NASCAR denounces conservative rallying cry ‘Let’s go, Brandon’

AVONDALE, Ariz. (AP) – NASCAR denounced the association with the political slogan “Let’s go, Brandon” used across the country as an insult to President Joe Biden. NASCAR president Steve Phelps said Friday that the top motorsport series in the United States does not want to be associated with “left or right” politics.

Phelps also said NASCAR will take action against any illegal use of its trademarks on merchandise bearing the slogan. Retired baseball star Lenny Dykstra posted a photo to Twitter this week of a man having breakfast at a New Jersey hotel wearing a black “Let’s go, Brandon” shirt next to NASCAR’s trademark color bars.

“We’ll chase the one (who uses logos) and get those things,” Phelps said. “That’s not okay. It’s not OK for you to illegally use our trademarks, regardless of whether we agree with the position.”

Brandon Brown won his first NASCAR career in Alabama in October, and the Talladega Superspeedway crowd at the Xfinity Series race chanted “F—Joe Biden” during Brown’s interview. It was not clear whether NBC Sports reporter Kelli Stavast, who was wearing a headset, could hear what the crowd was saying during the interview, and she mistakenly told Brown that the fans were cheering “Let’s go, Brandon.”

The phrase has become a rallying cry for Biden’s critics, and “Let’s go, Brandon” is now conservative code for the original vulgar chant.

“It’s an unfortunate situation and I feel for Brandon, I feel for Kelli,” said Phelps. “I think unfortunately it speaks about the state we are in as a country.
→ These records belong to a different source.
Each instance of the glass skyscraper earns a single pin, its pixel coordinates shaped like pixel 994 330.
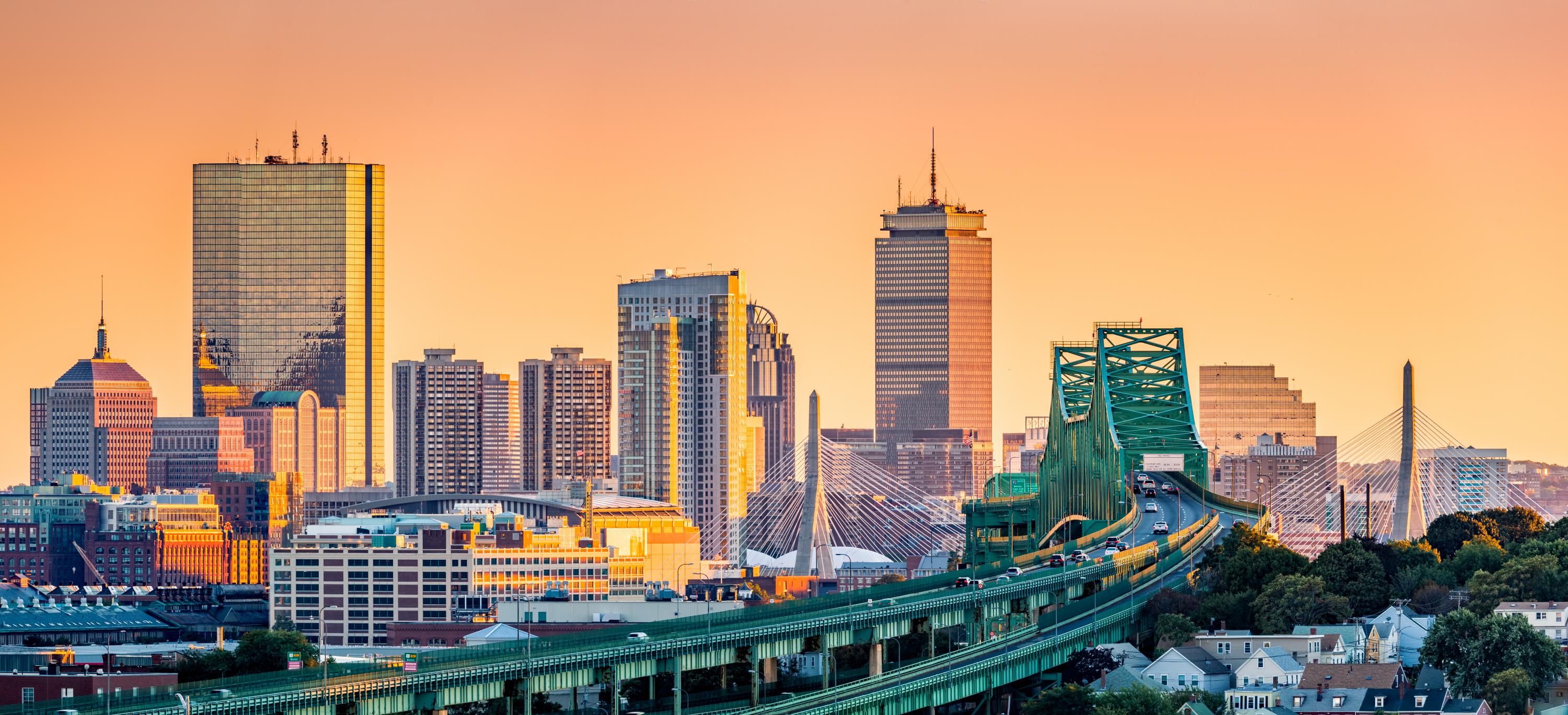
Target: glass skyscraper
pixel 289 283
pixel 933 322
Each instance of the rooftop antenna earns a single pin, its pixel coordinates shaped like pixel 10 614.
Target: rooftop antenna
pixel 933 165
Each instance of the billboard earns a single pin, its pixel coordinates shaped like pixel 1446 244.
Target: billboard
pixel 1164 463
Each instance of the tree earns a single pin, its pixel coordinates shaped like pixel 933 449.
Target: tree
pixel 1136 700
pixel 1231 610
pixel 1169 601
pixel 1067 700
pixel 266 651
pixel 1509 692
pixel 1449 532
pixel 1514 523
pixel 1470 650
pixel 1354 573
pixel 1249 559
pixel 1478 554
pixel 1087 665
pixel 1521 579
pixel 1175 629
pixel 1293 601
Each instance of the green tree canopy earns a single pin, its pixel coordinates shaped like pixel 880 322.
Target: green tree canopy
pixel 1293 601
pixel 1067 700
pixel 1478 554
pixel 1514 523
pixel 1520 579
pixel 1230 610
pixel 266 651
pixel 1354 573
pixel 1175 629
pixel 1449 532
pixel 1509 692
pixel 1470 650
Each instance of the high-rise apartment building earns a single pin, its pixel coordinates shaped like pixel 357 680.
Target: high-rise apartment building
pixel 98 421
pixel 189 452
pixel 565 405
pixel 436 433
pixel 287 284
pixel 770 383
pixel 683 400
pixel 291 432
pixel 501 458
pixel 933 320
pixel 1236 403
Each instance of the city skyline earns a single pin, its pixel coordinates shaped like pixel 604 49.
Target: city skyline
pixel 1398 178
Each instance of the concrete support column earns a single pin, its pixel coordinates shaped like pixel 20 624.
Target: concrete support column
pixel 756 678
pixel 678 694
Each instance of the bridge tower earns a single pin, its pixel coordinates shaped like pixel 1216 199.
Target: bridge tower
pixel 1409 520
pixel 814 529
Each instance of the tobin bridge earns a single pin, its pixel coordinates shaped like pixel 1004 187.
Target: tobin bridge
pixel 1122 402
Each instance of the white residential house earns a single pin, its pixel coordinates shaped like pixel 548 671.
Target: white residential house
pixel 1187 667
pixel 1236 647
pixel 1271 667
pixel 1412 626
pixel 1548 617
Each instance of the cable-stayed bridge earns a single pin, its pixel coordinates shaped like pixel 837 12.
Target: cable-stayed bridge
pixel 1120 405
pixel 1388 482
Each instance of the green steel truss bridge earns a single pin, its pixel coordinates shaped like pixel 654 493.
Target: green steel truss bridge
pixel 1119 399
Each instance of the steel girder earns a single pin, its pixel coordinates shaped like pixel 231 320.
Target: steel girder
pixel 1115 399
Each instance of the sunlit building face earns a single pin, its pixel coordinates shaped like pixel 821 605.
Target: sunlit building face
pixel 287 283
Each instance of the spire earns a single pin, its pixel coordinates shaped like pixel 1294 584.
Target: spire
pixel 102 349
pixel 933 167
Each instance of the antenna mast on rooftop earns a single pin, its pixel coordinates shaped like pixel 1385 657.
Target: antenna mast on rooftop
pixel 933 165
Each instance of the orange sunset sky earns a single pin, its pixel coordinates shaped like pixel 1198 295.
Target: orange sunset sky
pixel 1330 187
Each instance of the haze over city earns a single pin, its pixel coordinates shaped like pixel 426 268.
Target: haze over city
pixel 1330 189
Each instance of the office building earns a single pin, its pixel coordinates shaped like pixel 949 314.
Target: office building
pixel 1236 403
pixel 770 383
pixel 96 421
pixel 565 411
pixel 501 458
pixel 211 388
pixel 933 320
pixel 436 424
pixel 1462 479
pixel 59 510
pixel 683 400
pixel 944 463
pixel 159 540
pixel 287 283
pixel 292 432
pixel 187 452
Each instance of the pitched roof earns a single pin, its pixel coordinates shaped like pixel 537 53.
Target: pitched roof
pixel 1282 658
pixel 1352 675
pixel 1200 659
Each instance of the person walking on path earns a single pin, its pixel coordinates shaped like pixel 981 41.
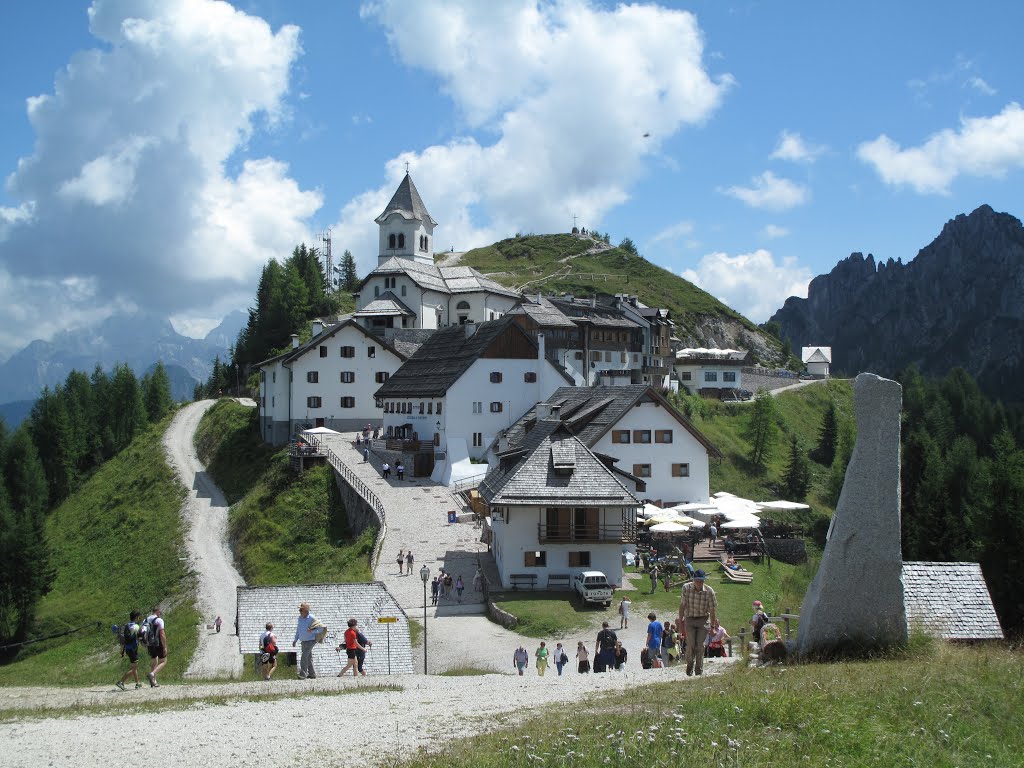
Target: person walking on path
pixel 654 631
pixel 583 658
pixel 695 606
pixel 360 655
pixel 604 648
pixel 542 658
pixel 268 651
pixel 560 657
pixel 621 656
pixel 157 646
pixel 624 612
pixel 520 658
pixel 129 647
pixel 351 643
pixel 305 632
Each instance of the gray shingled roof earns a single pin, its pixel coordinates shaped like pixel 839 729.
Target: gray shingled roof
pixel 443 357
pixel 387 304
pixel 590 412
pixel 950 600
pixel 407 201
pixel 333 604
pixel 558 470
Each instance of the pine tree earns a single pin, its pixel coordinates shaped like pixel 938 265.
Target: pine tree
pixel 763 428
pixel 349 278
pixel 824 453
pixel 797 478
pixel 157 393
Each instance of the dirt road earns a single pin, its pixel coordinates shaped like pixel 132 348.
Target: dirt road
pixel 205 514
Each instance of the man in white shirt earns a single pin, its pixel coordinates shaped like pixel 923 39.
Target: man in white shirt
pixel 306 633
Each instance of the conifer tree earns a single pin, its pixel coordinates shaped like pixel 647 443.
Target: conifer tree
pixel 763 428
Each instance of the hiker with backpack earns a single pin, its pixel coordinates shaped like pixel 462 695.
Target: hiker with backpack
pixel 268 651
pixel 309 631
pixel 153 634
pixel 128 638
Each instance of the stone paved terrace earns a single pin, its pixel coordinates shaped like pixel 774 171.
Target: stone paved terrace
pixel 417 517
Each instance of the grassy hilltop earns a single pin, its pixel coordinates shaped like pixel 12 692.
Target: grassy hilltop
pixel 562 263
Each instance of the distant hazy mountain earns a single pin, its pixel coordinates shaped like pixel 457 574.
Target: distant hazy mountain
pixel 960 302
pixel 139 340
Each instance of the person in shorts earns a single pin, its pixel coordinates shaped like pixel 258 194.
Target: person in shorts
pixel 351 647
pixel 129 647
pixel 268 651
pixel 158 652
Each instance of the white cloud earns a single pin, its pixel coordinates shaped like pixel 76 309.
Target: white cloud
pixel 792 146
pixel 982 146
pixel 566 89
pixel 770 192
pixel 128 187
pixel 773 231
pixel 980 85
pixel 751 283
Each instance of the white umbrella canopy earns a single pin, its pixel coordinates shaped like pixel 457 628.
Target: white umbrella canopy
pixel 782 505
pixel 669 527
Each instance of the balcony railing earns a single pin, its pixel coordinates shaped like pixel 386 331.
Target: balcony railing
pixel 625 532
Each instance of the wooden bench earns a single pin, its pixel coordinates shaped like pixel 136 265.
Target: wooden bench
pixel 558 581
pixel 522 579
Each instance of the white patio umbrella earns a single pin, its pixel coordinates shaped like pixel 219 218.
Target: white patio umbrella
pixel 782 505
pixel 669 527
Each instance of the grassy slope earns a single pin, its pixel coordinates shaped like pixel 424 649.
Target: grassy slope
pixel 117 545
pixel 280 528
pixel 941 706
pixel 534 257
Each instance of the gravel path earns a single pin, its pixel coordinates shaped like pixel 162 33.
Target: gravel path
pixel 368 728
pixel 205 512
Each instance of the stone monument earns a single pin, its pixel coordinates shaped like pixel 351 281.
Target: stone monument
pixel 855 602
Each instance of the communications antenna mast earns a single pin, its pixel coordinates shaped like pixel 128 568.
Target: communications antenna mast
pixel 325 248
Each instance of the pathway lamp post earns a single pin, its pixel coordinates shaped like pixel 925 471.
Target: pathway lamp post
pixel 424 577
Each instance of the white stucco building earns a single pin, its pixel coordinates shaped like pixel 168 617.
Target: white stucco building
pixel 408 290
pixel 463 386
pixel 556 510
pixel 330 381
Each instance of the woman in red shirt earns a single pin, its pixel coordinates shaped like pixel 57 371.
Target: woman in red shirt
pixel 351 646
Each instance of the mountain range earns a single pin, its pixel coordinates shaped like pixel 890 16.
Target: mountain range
pixel 138 339
pixel 958 303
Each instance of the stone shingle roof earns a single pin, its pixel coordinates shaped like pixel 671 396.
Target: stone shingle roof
pixel 333 604
pixel 407 201
pixel 590 412
pixel 949 599
pixel 557 470
pixel 443 357
pixel 387 304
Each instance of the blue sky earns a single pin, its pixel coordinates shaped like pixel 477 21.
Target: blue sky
pixel 157 154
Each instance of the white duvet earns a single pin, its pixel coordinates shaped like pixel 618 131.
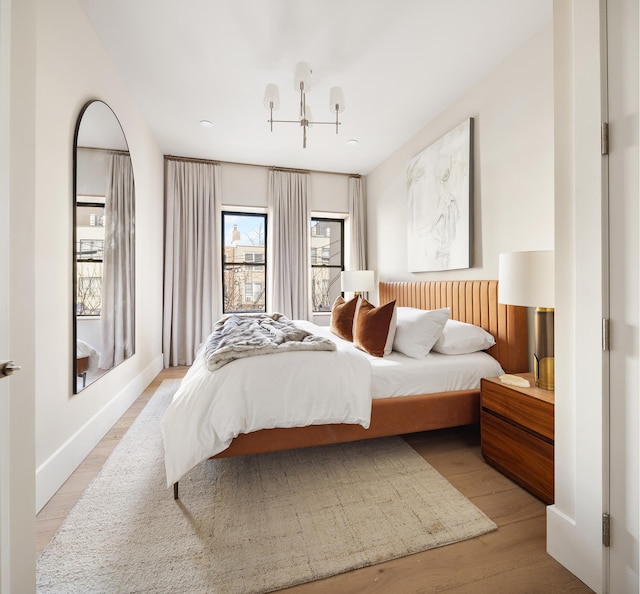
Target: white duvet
pixel 289 389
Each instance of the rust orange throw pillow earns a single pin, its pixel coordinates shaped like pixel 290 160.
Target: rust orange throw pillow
pixel 375 328
pixel 342 316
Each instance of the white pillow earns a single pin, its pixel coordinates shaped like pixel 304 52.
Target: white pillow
pixel 417 330
pixel 459 338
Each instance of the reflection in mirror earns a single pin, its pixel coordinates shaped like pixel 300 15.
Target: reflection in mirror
pixel 103 246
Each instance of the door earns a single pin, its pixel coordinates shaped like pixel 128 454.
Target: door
pixel 17 291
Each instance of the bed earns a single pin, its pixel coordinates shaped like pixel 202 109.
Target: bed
pixel 474 302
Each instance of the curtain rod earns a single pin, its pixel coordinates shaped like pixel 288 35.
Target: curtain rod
pixel 275 168
pixel 95 148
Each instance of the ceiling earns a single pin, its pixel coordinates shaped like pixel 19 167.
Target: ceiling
pixel 399 63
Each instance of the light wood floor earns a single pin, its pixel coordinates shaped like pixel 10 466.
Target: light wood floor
pixel 511 560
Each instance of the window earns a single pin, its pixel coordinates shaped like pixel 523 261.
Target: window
pixel 244 267
pixel 89 254
pixel 327 261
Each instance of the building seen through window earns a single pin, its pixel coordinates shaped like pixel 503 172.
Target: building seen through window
pixel 244 262
pixel 327 261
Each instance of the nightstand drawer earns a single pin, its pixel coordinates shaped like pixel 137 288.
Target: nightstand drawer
pixel 519 408
pixel 523 457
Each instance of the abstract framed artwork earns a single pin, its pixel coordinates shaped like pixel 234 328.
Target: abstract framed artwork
pixel 440 190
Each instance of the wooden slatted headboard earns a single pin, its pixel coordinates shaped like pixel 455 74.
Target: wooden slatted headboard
pixel 474 302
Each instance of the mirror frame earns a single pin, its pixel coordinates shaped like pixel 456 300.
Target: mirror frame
pixel 74 295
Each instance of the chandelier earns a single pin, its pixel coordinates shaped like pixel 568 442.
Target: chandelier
pixel 302 83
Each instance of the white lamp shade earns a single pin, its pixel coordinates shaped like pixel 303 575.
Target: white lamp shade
pixel 336 97
pixel 308 115
pixel 271 95
pixel 302 75
pixel 352 281
pixel 527 278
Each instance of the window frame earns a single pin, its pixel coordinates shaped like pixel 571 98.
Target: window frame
pixel 242 263
pixel 328 219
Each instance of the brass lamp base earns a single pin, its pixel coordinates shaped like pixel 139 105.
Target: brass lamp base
pixel 543 358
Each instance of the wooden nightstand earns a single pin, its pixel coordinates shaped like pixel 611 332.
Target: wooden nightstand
pixel 517 433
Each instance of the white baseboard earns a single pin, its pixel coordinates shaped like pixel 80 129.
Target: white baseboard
pixel 52 473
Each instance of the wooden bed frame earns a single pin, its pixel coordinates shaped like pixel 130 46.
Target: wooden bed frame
pixel 475 302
We don’t want to associate ourselves with politics, left or right.”

That’s a turning point in NASCAR’s long history of allowing political candidates to use its races as campaign stops. President Donald Trump was the starter of honor at the 2020 Daytona 500, and the sold-out February crowd made NASCAR’s Super Bowl feel like a campaign rally until his plane flew over the Florida speedway on his command to start the engines.

Drivers and their families posed for selfies with Trump ahead of the race, and in early 2016, reigning Cup champion Chase Elliott was among a handful of drivers attending a rally in Georgia with then-NASCAR chairman Brian France in support of Trump. Several members of the group, including NASCAR’s most popular driver, spoke on the podium.

NASCAR also took aggressive stances on social justice issues in 2020 during a nationwide racial reckoning following the death of George Floyd. NASCAR banned the display of the Confederate flag at its events at the request of Bubba Wallace, the only black full-time driver. Wallace wore an “I Can’t Breathe” shirt on pit road and ran in one race with a Black Lives Matter livery.

Phelps said NASCAR respects the presidential office.

“Do you like that it started with NASCAR and then gained ground? No, we’re not happy about that,” Phelps said.